A l’étape suivante, le son du signe initial est préservé mais il ne renvoie plus à l’image ou à l’objet mais seulement au son prononcé. Le signe devient phonogramme et s’associe à d’autres signes-sons comme dans les rébus pour former des mots.

La dernière étape consiste à garder le signe en ne le référant plus ni à l’image, ni au son de l’objet désigné, juste au début du son.
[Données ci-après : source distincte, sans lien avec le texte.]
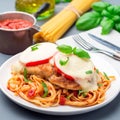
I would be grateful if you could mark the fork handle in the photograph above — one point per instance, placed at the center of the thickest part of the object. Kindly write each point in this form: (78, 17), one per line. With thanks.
(116, 56)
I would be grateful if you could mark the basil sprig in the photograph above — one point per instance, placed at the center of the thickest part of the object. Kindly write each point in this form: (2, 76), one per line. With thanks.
(64, 62)
(76, 51)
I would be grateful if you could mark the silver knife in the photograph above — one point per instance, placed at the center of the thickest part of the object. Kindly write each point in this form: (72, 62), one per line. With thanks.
(104, 42)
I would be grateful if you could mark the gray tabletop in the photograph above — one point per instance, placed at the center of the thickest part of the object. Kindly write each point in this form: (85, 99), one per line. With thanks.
(10, 110)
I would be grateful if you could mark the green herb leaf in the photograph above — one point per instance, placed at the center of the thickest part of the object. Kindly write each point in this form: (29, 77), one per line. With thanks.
(45, 89)
(89, 72)
(82, 92)
(106, 76)
(25, 75)
(64, 62)
(65, 49)
(88, 20)
(107, 25)
(34, 47)
(100, 84)
(81, 53)
(97, 71)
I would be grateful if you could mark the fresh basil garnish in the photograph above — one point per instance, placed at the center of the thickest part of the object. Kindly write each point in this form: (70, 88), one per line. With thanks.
(106, 76)
(64, 62)
(89, 72)
(65, 49)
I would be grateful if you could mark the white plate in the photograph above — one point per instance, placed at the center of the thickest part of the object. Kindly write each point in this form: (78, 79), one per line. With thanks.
(100, 63)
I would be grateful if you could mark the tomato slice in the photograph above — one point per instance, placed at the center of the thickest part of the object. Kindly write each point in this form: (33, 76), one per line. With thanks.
(56, 62)
(62, 73)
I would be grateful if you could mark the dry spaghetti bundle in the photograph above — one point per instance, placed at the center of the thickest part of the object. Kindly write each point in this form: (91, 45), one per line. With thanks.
(59, 24)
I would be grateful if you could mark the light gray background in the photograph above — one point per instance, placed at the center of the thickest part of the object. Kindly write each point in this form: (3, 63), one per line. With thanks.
(11, 111)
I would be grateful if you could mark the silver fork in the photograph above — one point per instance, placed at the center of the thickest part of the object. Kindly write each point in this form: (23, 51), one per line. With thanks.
(87, 46)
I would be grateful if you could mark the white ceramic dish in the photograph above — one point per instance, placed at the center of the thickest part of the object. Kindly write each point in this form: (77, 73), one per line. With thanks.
(100, 63)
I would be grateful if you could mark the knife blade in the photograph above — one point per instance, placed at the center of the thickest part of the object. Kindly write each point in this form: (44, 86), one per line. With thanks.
(104, 42)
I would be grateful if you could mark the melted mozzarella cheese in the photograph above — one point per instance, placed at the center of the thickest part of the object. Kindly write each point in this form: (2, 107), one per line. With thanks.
(77, 67)
(43, 51)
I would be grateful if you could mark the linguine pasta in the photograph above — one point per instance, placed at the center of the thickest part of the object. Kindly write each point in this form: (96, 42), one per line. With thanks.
(33, 91)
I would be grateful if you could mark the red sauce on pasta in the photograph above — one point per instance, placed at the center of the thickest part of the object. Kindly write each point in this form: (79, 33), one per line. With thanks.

Par le principe de l’acrophonie naît alors l’alphabet.

Faisons un Zoom sur la lettre A. La première lettre des différents alphabets, en usage aujourd'hui, est :

  • la lettre arabe | ('alif) prononcée comme une consonne aspirée fortement gutturale à l'attaque du son,
  • le A grec (alpha),
  • l'hébreu א ('alef)
  • et le A latin.

Toutes les quatre se sont développées à partir d'un processus commun qui apparaît dans l'écriture protocananéenne (en référence aux terres de Canaan, le long de la rive orientale de la mer méditerranée) vers -1500 et qui représente la tête d'un bœuf.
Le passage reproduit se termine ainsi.